The controller exposes 11 Prometheus metrics covering:

  • Reconciliation: Cycles, errors, and duration
  • Deployment: Operations, errors, and duration
  • Validation: Total validations and errors
  • Resources: Tracked resource counts by type
  • Events: Event bus activity and subscribers

Quick Access

Access metrics directly via port-forward:

kubectl port-forward -n haptic deployment/haptic-controller 9090:9090
curl http://localhost:9090/metrics

Prometheus ServiceMonitor

Enable Prometheus Operator integration:

monitoring:
  serviceMonitor:
    enabled: true
    interval: 30s
    scrapeTimeout: 10s
    labels:
      prometheus: kube-prometheus  # Match your Prometheus selector

With NetworkPolicy

If using NetworkPolicy, allow Prometheus to scrape metrics. See Networking for details.

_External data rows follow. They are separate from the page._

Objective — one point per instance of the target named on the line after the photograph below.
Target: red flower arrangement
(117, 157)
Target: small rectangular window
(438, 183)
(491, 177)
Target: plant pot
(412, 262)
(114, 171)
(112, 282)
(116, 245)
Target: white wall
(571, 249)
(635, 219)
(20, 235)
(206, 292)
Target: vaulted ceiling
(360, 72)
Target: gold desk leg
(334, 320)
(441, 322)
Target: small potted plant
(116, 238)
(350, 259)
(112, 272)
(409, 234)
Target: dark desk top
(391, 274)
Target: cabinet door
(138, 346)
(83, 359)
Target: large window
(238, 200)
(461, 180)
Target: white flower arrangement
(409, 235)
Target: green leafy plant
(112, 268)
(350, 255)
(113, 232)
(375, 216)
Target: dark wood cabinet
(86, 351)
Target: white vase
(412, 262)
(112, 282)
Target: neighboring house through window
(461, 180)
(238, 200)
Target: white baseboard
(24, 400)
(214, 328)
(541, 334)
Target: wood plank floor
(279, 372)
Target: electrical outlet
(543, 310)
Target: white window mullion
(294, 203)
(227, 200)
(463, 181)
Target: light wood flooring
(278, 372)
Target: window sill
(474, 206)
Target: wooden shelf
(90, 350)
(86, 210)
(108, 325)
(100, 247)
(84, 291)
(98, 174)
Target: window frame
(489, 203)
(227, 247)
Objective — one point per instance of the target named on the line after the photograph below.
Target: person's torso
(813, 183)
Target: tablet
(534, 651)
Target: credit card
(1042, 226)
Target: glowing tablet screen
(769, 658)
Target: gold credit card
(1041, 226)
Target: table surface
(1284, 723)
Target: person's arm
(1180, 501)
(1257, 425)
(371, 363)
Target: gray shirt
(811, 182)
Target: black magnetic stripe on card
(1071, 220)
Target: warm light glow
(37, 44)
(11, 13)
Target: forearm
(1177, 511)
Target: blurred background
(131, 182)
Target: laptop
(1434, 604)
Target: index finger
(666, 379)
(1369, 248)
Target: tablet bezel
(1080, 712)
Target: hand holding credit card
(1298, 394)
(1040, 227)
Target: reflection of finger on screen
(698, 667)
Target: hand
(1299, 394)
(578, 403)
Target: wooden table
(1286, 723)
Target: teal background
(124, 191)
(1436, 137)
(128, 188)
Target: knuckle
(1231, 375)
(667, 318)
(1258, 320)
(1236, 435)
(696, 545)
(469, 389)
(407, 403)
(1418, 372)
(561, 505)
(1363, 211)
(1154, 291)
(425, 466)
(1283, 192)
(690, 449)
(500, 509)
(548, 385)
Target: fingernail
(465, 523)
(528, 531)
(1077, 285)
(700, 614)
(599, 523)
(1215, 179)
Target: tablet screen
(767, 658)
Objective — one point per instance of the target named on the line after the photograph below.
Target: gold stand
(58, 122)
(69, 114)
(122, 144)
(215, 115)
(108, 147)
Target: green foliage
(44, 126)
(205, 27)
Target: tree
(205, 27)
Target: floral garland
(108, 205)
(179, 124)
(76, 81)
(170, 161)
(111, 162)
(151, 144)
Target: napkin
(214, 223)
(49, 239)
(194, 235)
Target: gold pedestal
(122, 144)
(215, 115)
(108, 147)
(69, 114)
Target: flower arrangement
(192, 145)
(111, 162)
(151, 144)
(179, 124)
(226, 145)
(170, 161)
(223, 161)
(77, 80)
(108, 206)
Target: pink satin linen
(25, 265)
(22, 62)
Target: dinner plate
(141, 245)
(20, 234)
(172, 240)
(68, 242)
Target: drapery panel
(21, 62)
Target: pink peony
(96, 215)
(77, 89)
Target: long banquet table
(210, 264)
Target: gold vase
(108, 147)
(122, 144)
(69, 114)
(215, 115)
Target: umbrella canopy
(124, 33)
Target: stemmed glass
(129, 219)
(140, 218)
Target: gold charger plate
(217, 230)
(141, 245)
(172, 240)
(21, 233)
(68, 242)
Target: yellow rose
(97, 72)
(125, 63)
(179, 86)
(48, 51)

Advanced ServiceMonitor Configuration

Add custom labels and relabeling:

monitoring:
  serviceMonitor:
    enabled: true
    interval: 15s
    labels:
      prometheus: kube-prometheus
      team: platform
    # Add cluster label to all metrics
    relabelings:
      - sourceLabels: [__address__]
        targetLabel: cluster
        replacement: production
    # Drop specific metrics
    metricRelabelings:
      - sourceLabels: [__name__]
        regex: 'haptic_event_subscribers'
        action: drop

Example Prometheus Queries

# Reconciliation rate (per second)
rate(haptic_reconciliation_total[5m])

# Error rate
rate(haptic_reconciliation_errors_total[5m])

# 95th percentile reconciliation duration
histogram_quantile(0.95, rate(haptic_reconciliation_duration_seconds_bucket[5m]))

# Current HAProxy pod count
haptic_resource_count{type="haproxy-pods"}

Grafana Dashboard

Create dashboards using these key metrics:

  1. Operations Overview: reconciliation_total, deployment_total, validation_total
  2. Error Tracking: *_errors_total counters
  3. Performance: *_duration_seconds histograms
  4. Resource Utilization: resource_count gauge

For complete metric definitions and more queries, see pkg/controller/metrics/README.md in the repository.